In this population‐based nested case‐control study, antepartum SMM complicated 0.33% of pregnancies and accounted for a quarter of all SMM cases. Half of the antepartum SMM cases were secondary to pregnancy‐related hypertensive disorders. The other main causes of antepartum SMM were exacerbation of chronic somatic conditions, psychiatric disorders and obstetrical haemorrhages. The risk factors associated with antepartum SMM included multiple pregnancy, previous pregnancy‐related hypertensive disorders, pre‐existing medical conditions, nulliparity, increased maternal age, higher pre‐pregnancy BMI, maternal birth in sub‐Saharan Africa and irregular prenatal care. Women with antepartum SMM had more severe and higher rates of adverse neonatal outcomes than women without SMM; their preterm birth rate was 10 times higher, and half of their babies were born before 32 weeks. Moreover, their prevalence of interventions at risk of postpartum maternal morbidity, such as emergency caesareans and general anaesthesia for delivery, was also higher.

Strengths of the study

The prospective inclusion of women with SMM in the EPIMOMS study provided detailed information, particularly on the timing of both the antepartum morbid event and the delivery and neonatal outcomes. We did not use a diagnosis code‐based algorithm for identifying SMM, but a standardised definition based on a national expert consensus. This method was chosen because it permitted to include all criteria considered to be relevant to define SMM and not to be dependent on codes availability from routine databases. It can, however, alter the comparability of our results with others. However, interestingly, based on the EPIMOMS definition, the overall incidence of SMM was found to be close to the one reported in studies using the CDC code‐based definition. Additionally, this comprehensive definition is not limited to interventions or diagnostic criteria that might be influenced by local practices but also includes severe clinical presentations such as organ dysfunctions. Consequently, the selection bias of women with antepartum SMM was minimised. The population‐based design and the large source population, with characteristics similar to the national profile, provided good external validity.

Limitations of the data

This study also has some limitations. The data used were collected in 2012–2013. However, as no significant change occurred in the content or organisation of maternal care during the last 10 years, our findings are still relevant. For the study of antepartum SMM risk factors, controls should have included all the women without antepartum SMM, that is, not only women without SMM overall, but also women with intrapartum or postpartum SMM. These women were not included in the EPIMOMS’ control group. However, as they accounted for 1.1% of all deliveries, their omission from the control group probably had little, if any, impact on the associations we observed. The incidence of antepartum SMM we report does not include severe morbidity before 22 weeks, which may result in an underestimate for the entire duration of pregnancy. Data were missing for at least one variable included in the multivariable analysis in 32% of women. But because the characteristics of women with and without missing data were similar, we were able to apply multiple imputations.

Interpretation

Only one previous study, a retrospective population‐based study from Canada, reported data about the incidence of antepartum SMM. Using national hospital database (2004–2015), the authors reported that antepartum SMM concerned 0.30% of all deliveries, very close to our results.
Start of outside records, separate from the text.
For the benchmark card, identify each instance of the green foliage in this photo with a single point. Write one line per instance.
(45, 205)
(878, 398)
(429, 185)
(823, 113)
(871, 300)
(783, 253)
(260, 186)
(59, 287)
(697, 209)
The profile of causes of antepartum SMM we report here differs from that of causes of SMM globally. As expected, pregnancy‐related hypertensive disorders were the main cause of antepartum SMM. However, non‐obstetric diseases, such as exacerbation of a chronic disease or psychiatric disorders, also account for significant proportions of antepartum SMM. France is a high‐resource country, where obstetric transition towards non‐obstetric maternal pathology has already occurred. As the prevalence of chronic diseases among pregnant women is increasing over time, this result highlights the importance of multidisciplinary care for these women, including in the pre‐conceptional and antenatal periods, to prevent acute decompensation and antepartum SMM. Similarly, recent studies reported that antepartum psychiatric disorders, severe or not, concern 5% to 10% of pregnant women. Our study, specifically focusing on the severe end of the continuum of psychiatric disorders, emphasises their contribution to SMM. It highlights the need for women with psychiatric disease to receive multidisciplinary care, as well as the importance of regularly assessing maternal mental health during prenatal care for those with de novo psychiatric disorders.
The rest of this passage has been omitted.